In the brief excerpts from that letter we learn that Plath was set to have her sixth round of ECT treatment, which is double, the generally accepted "few" that biographies report she had. In Paul Alexander's Rough Magic: A Biography of Sylvia Plath, he reports that shock treatments commenced around 15 December and ended by Christmas eve and he reports that Dr.Ruth Beuscher recalled "I don't think she had more than two or three" treatments (1999: 134). Dangerous to draw attention and parallels to The Bell Jar, but in the novel Esther Greenwood is set to receive "shock treatments three times a week - Tuesday, Thursday and Saturday" for an indeterminate period of time (1963: 227). These treatments in the novel concluded "after a brief series of five" (228).

If you are reading this and you are the holder/owner of one of these four letters: Please, please, please consider sharing scans or photocopies with us so that they can be considered for the Plath letters book!
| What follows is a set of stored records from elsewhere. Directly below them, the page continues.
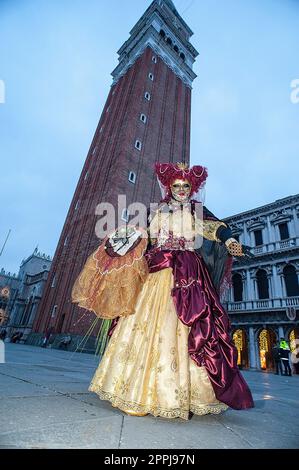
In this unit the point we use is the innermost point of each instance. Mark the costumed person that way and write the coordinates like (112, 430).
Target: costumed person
(170, 351)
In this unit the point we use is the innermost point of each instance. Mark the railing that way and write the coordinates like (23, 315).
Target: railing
(250, 305)
(275, 246)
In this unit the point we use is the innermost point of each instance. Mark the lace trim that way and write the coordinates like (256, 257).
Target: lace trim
(124, 405)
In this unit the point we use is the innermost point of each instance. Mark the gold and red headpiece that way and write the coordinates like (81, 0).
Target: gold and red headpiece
(168, 172)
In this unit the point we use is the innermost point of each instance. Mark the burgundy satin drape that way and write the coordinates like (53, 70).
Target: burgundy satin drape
(198, 306)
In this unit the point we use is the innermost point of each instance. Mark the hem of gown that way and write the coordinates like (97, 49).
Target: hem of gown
(156, 411)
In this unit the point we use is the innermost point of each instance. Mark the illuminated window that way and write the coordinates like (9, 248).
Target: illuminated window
(132, 177)
(237, 287)
(138, 145)
(54, 311)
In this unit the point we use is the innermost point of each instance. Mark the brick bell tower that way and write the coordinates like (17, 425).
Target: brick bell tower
(146, 118)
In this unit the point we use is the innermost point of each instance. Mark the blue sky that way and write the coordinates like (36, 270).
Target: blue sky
(55, 60)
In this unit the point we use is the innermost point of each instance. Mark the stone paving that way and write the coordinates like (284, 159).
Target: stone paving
(44, 403)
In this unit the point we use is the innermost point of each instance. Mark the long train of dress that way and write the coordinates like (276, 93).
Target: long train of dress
(146, 366)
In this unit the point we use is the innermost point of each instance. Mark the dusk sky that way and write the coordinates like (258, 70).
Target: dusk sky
(55, 62)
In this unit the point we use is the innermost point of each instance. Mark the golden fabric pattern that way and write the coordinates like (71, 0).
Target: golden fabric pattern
(149, 372)
(182, 224)
(109, 286)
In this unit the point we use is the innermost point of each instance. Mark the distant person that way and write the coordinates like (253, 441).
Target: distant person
(3, 335)
(277, 358)
(285, 354)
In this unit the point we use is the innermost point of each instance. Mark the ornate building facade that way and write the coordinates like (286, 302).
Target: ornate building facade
(20, 294)
(146, 119)
(263, 302)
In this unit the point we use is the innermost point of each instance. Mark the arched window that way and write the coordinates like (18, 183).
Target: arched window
(132, 177)
(284, 231)
(291, 280)
(237, 287)
(262, 284)
(125, 215)
(258, 236)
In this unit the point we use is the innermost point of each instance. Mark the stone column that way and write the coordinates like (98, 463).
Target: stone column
(249, 285)
(280, 332)
(277, 283)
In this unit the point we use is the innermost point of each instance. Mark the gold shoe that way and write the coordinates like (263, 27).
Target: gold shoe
(134, 413)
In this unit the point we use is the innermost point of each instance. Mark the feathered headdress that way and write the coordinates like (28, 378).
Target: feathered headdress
(168, 172)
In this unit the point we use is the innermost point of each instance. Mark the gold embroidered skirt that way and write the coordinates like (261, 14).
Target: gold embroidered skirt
(146, 366)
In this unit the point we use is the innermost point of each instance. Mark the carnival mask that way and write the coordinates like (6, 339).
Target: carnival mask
(180, 190)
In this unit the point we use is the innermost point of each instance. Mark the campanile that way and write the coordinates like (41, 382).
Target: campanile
(146, 118)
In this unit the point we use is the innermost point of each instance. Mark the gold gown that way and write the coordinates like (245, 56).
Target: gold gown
(146, 367)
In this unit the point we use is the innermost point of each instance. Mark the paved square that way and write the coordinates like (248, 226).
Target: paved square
(44, 403)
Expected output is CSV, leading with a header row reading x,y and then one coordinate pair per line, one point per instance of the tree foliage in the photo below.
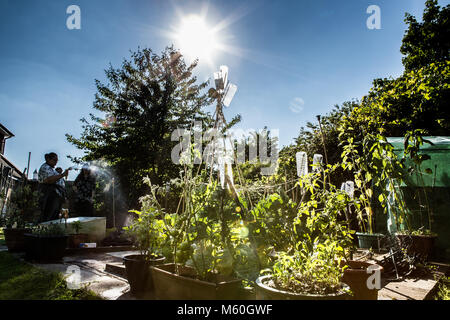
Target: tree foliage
x,y
144,101
427,42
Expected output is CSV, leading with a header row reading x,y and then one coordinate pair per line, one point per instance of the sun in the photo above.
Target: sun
x,y
196,39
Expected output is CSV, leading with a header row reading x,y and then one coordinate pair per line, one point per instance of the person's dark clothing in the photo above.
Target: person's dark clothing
x,y
52,196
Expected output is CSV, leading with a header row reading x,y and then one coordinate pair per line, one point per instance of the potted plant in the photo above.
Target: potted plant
x,y
75,239
146,230
20,211
356,275
46,243
199,243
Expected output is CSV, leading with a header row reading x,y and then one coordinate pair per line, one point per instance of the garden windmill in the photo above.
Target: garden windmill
x,y
223,94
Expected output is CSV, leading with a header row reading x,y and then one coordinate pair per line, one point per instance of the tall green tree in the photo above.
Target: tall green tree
x,y
143,101
419,98
427,41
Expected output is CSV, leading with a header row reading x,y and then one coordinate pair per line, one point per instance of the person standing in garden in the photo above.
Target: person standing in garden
x,y
51,188
84,187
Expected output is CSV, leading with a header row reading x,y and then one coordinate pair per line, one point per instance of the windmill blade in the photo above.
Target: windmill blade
x,y
229,94
218,80
224,75
317,161
302,163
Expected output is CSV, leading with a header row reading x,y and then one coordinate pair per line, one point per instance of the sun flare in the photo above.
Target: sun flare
x,y
196,39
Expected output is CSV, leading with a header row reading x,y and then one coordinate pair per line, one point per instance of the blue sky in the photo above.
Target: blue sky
x,y
291,60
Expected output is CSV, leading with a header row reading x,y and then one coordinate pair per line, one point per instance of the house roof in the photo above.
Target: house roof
x,y
4,131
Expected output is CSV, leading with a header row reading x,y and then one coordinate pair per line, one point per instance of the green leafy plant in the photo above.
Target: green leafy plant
x,y
147,227
49,230
312,264
77,226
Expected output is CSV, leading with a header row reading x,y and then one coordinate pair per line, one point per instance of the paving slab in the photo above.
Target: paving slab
x,y
92,273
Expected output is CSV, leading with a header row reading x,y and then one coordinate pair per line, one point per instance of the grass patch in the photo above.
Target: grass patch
x,y
444,289
21,281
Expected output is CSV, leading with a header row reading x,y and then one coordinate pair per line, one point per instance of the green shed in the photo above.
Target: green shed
x,y
428,192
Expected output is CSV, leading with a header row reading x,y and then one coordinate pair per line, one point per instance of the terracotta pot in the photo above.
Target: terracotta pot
x,y
138,272
421,245
76,239
265,292
369,240
170,286
356,277
15,239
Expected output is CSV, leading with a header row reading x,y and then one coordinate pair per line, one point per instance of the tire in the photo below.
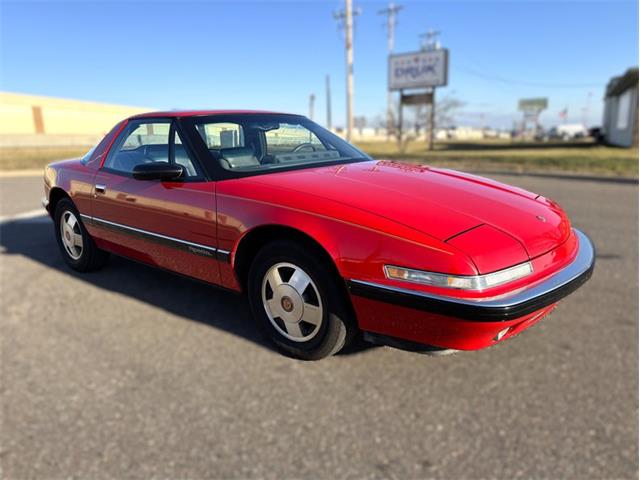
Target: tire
x,y
306,322
78,249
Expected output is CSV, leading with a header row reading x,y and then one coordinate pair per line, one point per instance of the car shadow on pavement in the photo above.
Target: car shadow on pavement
x,y
193,300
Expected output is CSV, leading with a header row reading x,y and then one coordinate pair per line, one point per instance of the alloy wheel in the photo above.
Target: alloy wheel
x,y
292,302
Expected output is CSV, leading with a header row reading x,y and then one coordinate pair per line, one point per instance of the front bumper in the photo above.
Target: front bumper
x,y
440,313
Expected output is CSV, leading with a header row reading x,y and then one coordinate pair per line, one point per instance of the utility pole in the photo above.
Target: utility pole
x,y
346,19
312,99
431,43
391,11
328,87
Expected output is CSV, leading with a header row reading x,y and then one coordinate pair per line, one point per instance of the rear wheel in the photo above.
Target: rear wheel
x,y
297,302
76,245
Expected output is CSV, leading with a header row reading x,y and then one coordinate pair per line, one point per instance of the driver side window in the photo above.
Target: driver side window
x,y
148,142
144,143
292,138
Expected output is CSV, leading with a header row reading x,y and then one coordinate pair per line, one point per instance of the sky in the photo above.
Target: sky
x,y
273,55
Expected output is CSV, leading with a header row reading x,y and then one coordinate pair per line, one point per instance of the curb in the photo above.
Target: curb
x,y
561,176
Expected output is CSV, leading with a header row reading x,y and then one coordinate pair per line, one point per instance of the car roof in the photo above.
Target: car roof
x,y
199,113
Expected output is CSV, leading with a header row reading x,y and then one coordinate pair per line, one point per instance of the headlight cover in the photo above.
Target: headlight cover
x,y
460,282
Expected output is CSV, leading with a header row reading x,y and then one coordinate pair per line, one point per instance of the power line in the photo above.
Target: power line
x,y
509,81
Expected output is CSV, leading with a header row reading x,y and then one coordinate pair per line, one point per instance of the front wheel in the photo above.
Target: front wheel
x,y
297,302
76,245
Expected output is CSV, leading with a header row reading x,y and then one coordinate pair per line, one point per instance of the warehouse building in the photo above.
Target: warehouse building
x,y
34,120
620,122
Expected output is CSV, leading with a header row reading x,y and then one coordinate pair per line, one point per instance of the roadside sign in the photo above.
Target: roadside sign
x,y
532,104
419,69
417,99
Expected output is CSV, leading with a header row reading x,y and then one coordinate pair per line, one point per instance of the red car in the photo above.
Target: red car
x,y
325,241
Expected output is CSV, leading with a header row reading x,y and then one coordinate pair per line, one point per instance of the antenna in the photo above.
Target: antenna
x,y
430,42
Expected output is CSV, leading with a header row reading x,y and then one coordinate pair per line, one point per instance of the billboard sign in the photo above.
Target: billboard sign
x,y
418,69
532,104
417,99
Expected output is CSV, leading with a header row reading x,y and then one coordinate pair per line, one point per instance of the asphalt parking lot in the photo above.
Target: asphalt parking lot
x,y
134,373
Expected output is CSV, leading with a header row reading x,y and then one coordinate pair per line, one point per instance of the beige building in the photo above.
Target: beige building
x,y
33,120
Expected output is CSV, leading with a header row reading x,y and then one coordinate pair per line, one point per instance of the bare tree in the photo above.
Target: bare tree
x,y
446,107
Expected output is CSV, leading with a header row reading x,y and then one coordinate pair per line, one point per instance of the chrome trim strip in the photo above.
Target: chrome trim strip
x,y
578,270
192,247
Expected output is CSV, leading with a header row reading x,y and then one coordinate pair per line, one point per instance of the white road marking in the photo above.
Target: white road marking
x,y
35,215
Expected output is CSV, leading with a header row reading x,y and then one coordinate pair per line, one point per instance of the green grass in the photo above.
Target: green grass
x,y
28,158
583,157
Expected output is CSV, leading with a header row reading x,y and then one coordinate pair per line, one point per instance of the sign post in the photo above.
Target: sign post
x,y
531,109
419,70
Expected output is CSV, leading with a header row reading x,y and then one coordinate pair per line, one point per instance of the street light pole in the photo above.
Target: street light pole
x,y
390,12
349,58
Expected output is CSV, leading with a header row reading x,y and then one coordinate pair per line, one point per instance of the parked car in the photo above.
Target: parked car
x,y
568,132
326,242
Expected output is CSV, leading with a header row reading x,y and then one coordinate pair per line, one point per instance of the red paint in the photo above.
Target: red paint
x,y
365,215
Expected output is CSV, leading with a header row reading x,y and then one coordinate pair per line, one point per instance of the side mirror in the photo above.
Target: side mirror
x,y
157,171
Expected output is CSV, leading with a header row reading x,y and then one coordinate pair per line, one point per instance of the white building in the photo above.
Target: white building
x,y
620,120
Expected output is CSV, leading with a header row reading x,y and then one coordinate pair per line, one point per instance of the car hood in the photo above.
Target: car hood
x,y
441,203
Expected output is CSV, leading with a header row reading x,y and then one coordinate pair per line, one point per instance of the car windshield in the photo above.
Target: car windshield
x,y
260,142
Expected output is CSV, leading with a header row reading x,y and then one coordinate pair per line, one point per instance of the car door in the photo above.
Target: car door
x,y
170,224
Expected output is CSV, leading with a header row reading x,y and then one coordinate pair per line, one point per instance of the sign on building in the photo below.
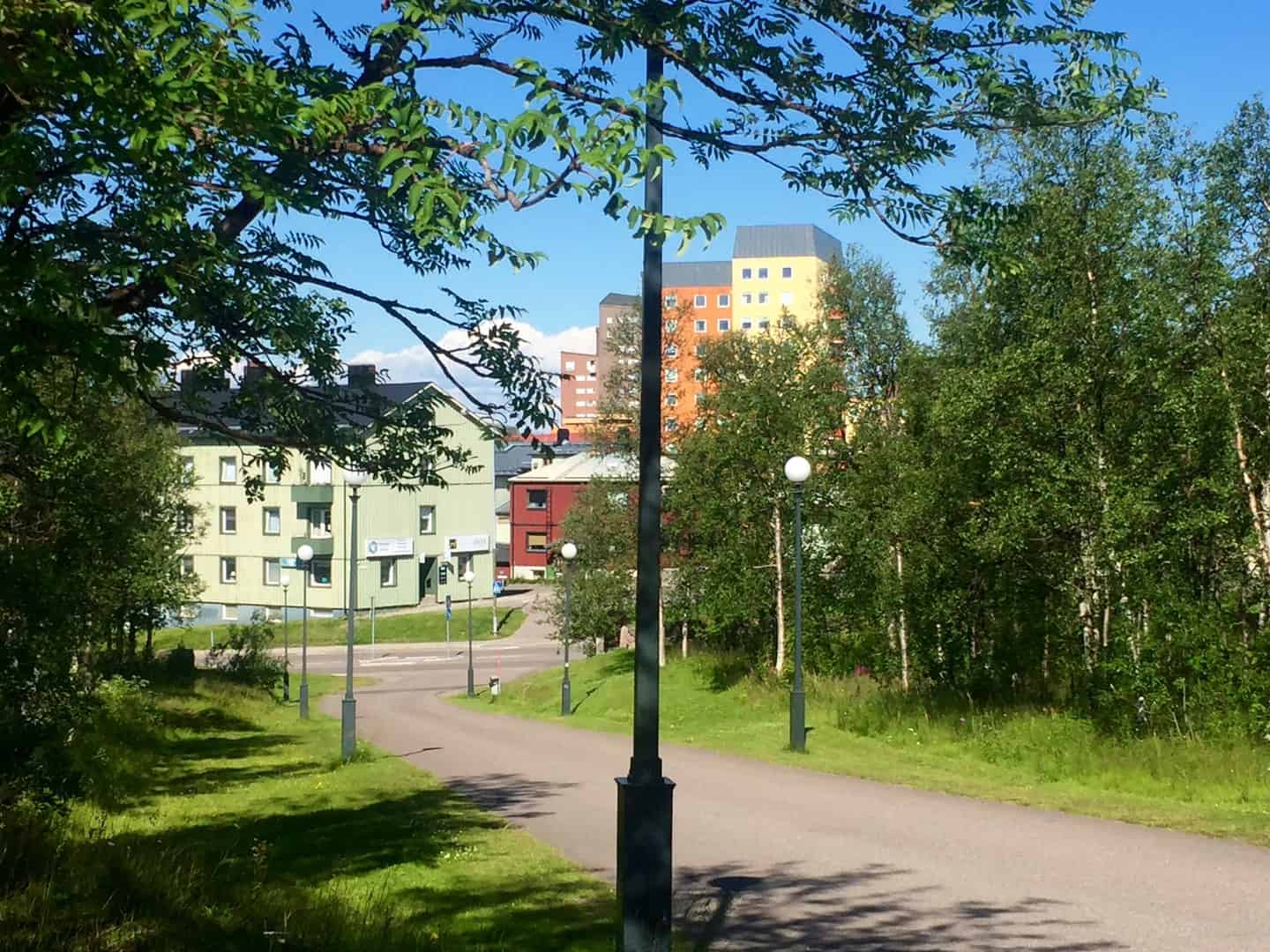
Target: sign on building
x,y
390,547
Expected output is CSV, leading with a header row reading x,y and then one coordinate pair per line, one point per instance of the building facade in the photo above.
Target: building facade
x,y
412,545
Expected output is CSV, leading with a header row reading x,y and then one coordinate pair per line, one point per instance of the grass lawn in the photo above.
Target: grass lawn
x,y
415,626
242,830
1024,756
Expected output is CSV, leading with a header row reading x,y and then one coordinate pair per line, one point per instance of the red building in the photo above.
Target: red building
x,y
542,499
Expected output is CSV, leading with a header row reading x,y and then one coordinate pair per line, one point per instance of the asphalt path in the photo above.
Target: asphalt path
x,y
770,857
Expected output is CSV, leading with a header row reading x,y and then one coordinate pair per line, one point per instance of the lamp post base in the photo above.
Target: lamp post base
x,y
348,729
798,721
644,822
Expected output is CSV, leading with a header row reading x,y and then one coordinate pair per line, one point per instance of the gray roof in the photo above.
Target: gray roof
x,y
686,274
785,242
620,300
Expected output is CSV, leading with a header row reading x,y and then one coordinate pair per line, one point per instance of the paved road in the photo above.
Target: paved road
x,y
779,859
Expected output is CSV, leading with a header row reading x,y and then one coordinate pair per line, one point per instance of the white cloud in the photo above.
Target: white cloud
x,y
415,363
On the subject of Plath's correspondence. There is no known correspondence from Plath before this 17 December 1953 postcard to her mother during her recovery at McLean. There are two letters to Gordon Lameyer from late August & early September 1953, sent mostly likely from Newton-Wellesley Hospital where she first recovered. After this December postcard, however, Plath wrote a letter to Gordon Lameyer on Christmas (from Wellesley) and a letter to Eddie Cohen on 28 December in 1953 (from McLean). In early 1954, Plath wrote to Lameyer again on 10 January; to fellow student Enid Epstein on 18 January; and to a prospective Smith student called Sally Rogers on 21 January (undated, date from postmark).

All links accessed 18 November 2014.